IBM software will determine people's eligibility for the various programs to be offered.
Minnesota has all of the vendors in place to start building the technology infrastructure for a state health insurance exchange, a new marketplace to help consumers and small businesses buy health coverage in 2014.
IBM became the state's fourth and final vendor on Monday, announcing that its software will be used to determine Minnesotans' eligibility for Medicaid and private insurance through the exchange, as well as federal tax credits available to lower out-of-pocket costs.
IBM will be a subcontractor for Maximus, a Reston, Va., company awarded a $41 million contract last week to take the lead on building the platform for the exchange.
Minnesota Commerce Commissioner Mike Rothman described the IBM contract as a "significant milestone" in the effort, enabling the state to move forward on building the technology backbone.
Insurance exchanges are a key component of the federal health care law that recently withstood a Supreme Court challenge. States have until Nov. 15 to submit plans to the federal government to prove they can run their own exchanges.

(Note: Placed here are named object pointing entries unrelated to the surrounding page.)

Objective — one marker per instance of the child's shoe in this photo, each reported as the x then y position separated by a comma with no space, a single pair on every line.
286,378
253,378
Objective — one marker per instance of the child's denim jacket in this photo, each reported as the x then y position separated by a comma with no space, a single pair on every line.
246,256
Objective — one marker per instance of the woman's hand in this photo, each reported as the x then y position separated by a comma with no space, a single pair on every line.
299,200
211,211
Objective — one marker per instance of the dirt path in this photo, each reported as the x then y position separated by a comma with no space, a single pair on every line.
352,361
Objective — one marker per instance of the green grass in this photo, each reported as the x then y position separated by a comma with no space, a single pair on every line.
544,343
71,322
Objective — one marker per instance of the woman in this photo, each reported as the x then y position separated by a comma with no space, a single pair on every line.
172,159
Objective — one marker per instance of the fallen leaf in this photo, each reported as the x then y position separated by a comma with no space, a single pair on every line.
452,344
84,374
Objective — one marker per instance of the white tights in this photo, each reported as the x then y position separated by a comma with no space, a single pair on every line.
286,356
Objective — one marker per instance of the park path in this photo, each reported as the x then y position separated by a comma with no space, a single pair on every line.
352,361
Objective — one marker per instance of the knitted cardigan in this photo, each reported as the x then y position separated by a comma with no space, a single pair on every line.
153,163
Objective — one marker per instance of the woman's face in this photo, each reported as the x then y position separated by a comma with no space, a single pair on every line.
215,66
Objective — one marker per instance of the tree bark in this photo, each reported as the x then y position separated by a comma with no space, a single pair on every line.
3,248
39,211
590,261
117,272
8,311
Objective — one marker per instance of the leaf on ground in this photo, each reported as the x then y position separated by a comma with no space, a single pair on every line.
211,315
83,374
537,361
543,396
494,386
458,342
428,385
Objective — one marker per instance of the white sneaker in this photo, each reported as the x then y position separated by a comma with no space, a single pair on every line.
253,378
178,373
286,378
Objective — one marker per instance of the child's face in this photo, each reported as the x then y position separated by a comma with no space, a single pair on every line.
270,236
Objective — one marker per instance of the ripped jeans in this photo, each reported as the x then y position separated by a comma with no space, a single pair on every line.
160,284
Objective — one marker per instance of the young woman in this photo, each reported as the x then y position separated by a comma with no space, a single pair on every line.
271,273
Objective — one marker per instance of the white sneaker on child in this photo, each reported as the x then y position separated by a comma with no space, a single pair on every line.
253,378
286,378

States that fail to get certified will use a federal exchange.
More than 1 million Minnesotans are expected to use the exchanges, which are promoted as a user-friendly way to shop online or on the phone for the best insurance plan.

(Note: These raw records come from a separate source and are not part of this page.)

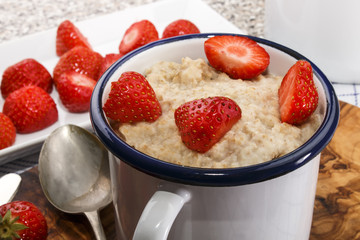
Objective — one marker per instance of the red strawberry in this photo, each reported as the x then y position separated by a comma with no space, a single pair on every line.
239,57
179,27
137,35
7,131
22,220
203,122
132,99
30,109
298,97
75,91
109,59
79,59
24,73
69,36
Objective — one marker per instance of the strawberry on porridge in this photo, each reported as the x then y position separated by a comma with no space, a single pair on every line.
201,117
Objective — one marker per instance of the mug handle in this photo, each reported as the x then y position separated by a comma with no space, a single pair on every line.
159,214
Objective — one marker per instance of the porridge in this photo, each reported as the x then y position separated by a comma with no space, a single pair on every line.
257,137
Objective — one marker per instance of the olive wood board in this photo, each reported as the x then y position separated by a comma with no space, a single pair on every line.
337,203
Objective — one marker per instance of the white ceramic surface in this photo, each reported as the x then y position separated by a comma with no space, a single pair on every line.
326,31
276,207
41,46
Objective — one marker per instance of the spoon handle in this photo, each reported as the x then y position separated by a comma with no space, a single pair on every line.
95,222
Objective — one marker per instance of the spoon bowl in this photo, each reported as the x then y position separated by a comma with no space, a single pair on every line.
74,173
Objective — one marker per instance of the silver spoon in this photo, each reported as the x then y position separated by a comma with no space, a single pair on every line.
74,173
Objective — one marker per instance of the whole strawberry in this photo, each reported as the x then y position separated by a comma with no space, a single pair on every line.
22,220
239,57
30,109
298,96
7,131
137,35
79,59
69,36
180,27
24,73
75,91
203,122
132,99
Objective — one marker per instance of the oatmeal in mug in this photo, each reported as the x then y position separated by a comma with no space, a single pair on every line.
257,137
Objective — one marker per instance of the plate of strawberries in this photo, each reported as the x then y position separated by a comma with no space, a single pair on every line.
47,78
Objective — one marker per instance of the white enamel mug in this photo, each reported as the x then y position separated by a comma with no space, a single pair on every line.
326,31
154,199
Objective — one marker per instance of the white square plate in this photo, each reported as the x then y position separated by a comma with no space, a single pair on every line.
104,34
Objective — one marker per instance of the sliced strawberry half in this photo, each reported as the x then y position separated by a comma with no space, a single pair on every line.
75,91
203,122
137,35
132,99
180,27
298,96
239,57
24,73
69,36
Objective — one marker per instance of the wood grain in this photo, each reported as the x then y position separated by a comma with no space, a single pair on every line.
337,203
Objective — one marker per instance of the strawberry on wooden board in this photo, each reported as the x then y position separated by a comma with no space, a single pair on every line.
75,91
137,35
30,109
79,59
203,122
239,57
132,99
180,27
298,96
109,59
22,220
69,36
7,131
24,73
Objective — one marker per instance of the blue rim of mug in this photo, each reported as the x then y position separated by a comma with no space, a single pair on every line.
206,176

The exchanges remain controversial in many states, despite the U.S. Supreme Court ruling. The high court gave states leeway to determine whether they will expand Medicaid, the state-federal program covering the poor. People qualifying for the benefits would access them through the exchanges.
Minnesota Gov. Mark Dayton is pushing ahead on creating an exchange, even though legislators have failed to pass a bill to create the exchange during the previous two legislative sessions.
IBM's software program was designed by Curam Software, a Dublin, Ireland-based company IBM purchased in December. The software is used in more than 80 government projects around the world in health and human services, workforce service and social security organizations. It has been used to help governments verify such things as food stamps, workers' compensation and income support.
"On the face of it, these things would look to be different than health care," said Ernie Connon, former president of Curam Software in North America and IBM's vice president of Health and Human Services Industry Solutions. "But if you think of it as a technology data problem, underneath there's a lot of commonality across programs."
The Curam software is being used in health insurance exchanges in other states, but Connon declined to name them.
As the primary vendor, Maximus will design and develop some technical capabilities of the exchange and act as the glue among all the technical components.
Maximus has hired two other subcontractors in the effort. EngagePoint, of Fort Launderdale, Fla., will design the billing and other financial management activities. Connecture, of Waukesha, Wis., will work on enrollment and insurance sales.